The "dump," or scrape and recycling yard would be responsible for removing the refrigerant, or certifying there's no refrigerant.
Small appliances with a functioning compressor can have a one-shot recovery bag attached. The compressor is used to push the refrigerant into the bag, then you’re done. If the compressor isn't working, the recovery machine is needed, along with a recovery cylinder, hoses, gauge manifold set, and possibly more. These are all the things needed for standard, residential air conditioners too.

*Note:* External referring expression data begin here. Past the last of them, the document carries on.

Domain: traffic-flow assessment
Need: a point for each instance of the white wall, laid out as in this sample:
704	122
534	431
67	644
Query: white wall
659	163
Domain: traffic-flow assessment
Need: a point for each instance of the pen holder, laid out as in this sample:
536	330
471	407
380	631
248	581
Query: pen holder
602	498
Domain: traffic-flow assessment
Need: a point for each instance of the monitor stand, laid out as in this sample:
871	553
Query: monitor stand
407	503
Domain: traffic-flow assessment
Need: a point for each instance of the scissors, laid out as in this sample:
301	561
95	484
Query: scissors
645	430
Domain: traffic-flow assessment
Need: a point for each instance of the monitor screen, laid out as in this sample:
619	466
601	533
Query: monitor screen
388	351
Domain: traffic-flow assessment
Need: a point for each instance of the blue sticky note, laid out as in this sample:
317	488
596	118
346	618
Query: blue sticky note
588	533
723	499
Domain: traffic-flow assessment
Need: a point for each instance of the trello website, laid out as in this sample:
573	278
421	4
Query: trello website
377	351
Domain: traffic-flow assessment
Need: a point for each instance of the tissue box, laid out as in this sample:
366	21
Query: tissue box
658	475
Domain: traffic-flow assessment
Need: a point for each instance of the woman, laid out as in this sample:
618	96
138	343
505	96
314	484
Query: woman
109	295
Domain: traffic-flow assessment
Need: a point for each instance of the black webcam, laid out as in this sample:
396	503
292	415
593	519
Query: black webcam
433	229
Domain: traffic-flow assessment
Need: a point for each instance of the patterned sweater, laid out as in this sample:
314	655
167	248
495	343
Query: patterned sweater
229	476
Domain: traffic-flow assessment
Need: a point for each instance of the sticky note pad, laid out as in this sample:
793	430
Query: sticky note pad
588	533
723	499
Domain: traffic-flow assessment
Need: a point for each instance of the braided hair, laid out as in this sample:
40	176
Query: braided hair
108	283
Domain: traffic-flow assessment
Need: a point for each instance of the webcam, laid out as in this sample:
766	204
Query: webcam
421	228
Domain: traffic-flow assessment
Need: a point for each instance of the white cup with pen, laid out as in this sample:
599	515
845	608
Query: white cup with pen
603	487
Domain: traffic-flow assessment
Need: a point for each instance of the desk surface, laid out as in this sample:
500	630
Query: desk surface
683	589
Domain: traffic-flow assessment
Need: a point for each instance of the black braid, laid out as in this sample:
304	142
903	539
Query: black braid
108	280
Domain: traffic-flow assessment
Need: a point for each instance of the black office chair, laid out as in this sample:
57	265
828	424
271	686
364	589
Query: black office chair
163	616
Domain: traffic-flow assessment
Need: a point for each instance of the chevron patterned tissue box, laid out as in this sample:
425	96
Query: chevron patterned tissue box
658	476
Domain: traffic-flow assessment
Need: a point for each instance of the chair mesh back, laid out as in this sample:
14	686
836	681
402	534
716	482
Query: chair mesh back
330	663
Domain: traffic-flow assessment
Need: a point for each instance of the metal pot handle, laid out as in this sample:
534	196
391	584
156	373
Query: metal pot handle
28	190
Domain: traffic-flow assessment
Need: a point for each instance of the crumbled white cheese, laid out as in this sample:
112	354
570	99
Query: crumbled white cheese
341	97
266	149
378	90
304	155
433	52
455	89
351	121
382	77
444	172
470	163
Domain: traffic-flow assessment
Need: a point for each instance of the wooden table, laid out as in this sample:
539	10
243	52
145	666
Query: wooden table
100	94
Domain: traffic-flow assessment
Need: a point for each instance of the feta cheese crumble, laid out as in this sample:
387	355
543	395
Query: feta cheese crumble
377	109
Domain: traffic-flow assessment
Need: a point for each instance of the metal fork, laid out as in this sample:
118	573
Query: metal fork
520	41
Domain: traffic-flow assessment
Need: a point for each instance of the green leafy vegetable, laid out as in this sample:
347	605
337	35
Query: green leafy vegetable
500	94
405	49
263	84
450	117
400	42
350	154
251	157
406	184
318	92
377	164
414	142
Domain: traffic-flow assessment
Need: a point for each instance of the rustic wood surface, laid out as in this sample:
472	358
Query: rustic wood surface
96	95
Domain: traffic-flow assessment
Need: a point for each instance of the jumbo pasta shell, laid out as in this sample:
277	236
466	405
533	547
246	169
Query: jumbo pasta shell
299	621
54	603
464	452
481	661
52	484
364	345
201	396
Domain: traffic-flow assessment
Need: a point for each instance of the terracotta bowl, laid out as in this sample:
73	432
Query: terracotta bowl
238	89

Certified technicians who knowingly release refrigerant to the atmosphere can be fined up to $37,500, and lose their certification. This is because they’ve demonstrated their knowledge of the harmfulness of refrigerants to the ozone by passing their 608 certification test(s). Older refrigerants like Freon (also called R-22), which is technically called HCFC-22, all other HCFC refrigerants, and all CFC refrigerants, all are major contributors to ozone depletion. It’s scary just how bad these chemicals are to the ozone. The newer refrigerants most commonly used in the US are called HFC’s. Older appliances can’t use the newer refrigerants, unfortunately. HFC’s don’t deplete the ozone. Good news, right? Not so fast. There’s still the GWP factor. GWP stands for Global Warming Potential. Your most common HFC household refrigerant, R-410a, is 2088 times the effect of carbon dioxide. In cars, your most common refrigerant is R-123 with a GWP of just 76.
So, if you hear a lot of hissing as a tech works on your AC, be sure to ask them what the difference is between acceptable “De minimis” releases of refrigerant and unacceptable. If it sounds like crap, they are probably taking short cuts that may impact the efficiency and life of your AC, on top of knowingly destroying our atmosphere.